A report from Jim Smith, Unitarian Universalist Fellowship of Boca Raton:

The Healing Justice group at the Unitarian Universalist Fellowship of Boca Raton (www.uufbr.org) is supporting the Sierra Club (www.sierraclub.org) in its Stop the Burn Campaign in Florida.

Friends of the Everglades (www.everglades.org) recently signed on to the campaign. Its aim is to convince state officials to ban the harvest time burning of sugar cane, which produces smoke and carcinogens that have been linked to higher rates of asthma and cancer than normal in some of the poorest communities in the state, Belle Glade and Pahokee. The Healing Justice group supports a switch to green harvesting techniques as long as provisions are made to preserve as many jobs as possible.

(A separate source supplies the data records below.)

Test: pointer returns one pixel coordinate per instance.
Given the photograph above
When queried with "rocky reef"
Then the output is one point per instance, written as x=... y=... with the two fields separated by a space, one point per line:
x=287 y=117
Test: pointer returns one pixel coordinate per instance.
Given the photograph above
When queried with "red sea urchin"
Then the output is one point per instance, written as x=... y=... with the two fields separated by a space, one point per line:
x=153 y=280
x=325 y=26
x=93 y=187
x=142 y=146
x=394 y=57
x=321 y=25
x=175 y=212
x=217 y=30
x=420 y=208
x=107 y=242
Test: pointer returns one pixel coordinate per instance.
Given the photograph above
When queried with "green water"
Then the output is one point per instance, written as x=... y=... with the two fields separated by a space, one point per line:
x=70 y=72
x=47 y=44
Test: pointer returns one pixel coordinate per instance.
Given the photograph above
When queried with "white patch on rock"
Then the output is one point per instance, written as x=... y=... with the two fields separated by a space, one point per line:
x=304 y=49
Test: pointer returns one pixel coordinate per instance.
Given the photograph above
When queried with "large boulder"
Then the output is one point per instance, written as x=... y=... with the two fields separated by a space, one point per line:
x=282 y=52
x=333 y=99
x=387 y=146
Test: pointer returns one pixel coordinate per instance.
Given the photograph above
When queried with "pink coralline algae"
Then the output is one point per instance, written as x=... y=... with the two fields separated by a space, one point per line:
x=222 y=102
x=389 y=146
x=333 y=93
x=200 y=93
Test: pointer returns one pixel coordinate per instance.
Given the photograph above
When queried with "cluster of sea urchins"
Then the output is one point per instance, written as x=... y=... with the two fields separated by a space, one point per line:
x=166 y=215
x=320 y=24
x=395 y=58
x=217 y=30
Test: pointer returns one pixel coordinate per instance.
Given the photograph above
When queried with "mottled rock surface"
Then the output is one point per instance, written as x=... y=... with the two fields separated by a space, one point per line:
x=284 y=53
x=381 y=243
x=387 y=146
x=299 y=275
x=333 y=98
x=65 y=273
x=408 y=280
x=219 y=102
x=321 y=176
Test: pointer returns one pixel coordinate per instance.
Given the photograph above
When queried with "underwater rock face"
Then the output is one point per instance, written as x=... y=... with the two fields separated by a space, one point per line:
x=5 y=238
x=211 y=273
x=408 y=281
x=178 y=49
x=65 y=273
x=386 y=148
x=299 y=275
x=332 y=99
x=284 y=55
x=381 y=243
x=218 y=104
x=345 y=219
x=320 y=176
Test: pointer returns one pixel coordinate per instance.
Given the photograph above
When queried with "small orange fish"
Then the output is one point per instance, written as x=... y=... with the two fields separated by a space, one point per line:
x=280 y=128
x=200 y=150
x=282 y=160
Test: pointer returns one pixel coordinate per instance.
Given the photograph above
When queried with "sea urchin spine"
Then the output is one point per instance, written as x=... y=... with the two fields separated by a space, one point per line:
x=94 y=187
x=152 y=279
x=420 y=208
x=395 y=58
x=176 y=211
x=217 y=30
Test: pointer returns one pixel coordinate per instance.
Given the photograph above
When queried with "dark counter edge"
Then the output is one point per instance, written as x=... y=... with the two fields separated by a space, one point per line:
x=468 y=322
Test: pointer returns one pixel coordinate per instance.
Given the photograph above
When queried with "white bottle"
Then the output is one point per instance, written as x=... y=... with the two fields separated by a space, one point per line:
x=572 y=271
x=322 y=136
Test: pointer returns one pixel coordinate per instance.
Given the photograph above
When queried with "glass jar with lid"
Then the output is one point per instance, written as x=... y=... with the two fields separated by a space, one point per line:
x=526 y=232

UUFBR ran a worship service June 13 featuring Colin Walkes, the former mayor of Pahokee, who testified with others in Tallahassee about the harmful effects of the burning in his community. The Sierra Club has asked advocates to sign onto a letter asking for the state to ban the burning.

Florida is the top producer of sugar cane in the U.S. with more than 400,000 acres; five big companies earning more than $800 million are involved. They employee 14,000 workers. These companies contributed $11 million to the campaigns of Democratic and Republican state legislators in 2020, resulting in a law signed by Gov. Ron DeSantis in spring 2021 which shield growers and companies from being sued by anyone claiming adverse health effects due to exposure to smoke and ash, “black snow,” that wafts over their communities.

Brazil halted almost all of its burning of sugar cane in 2017 and uses green harvesting techniques, which growers say are more costly. Florida advocates say the state Agricultural Department routinely grants burning permits when the wind blows toward the poor, predominantly Black and brown communities that line the east side of Lake Okeechobee but does not allow burning when the wind blows toward the affluent community of Wellington.  Advocates would like the state to at least create a buffer zone to protect the frontline communities from the smoke and ash.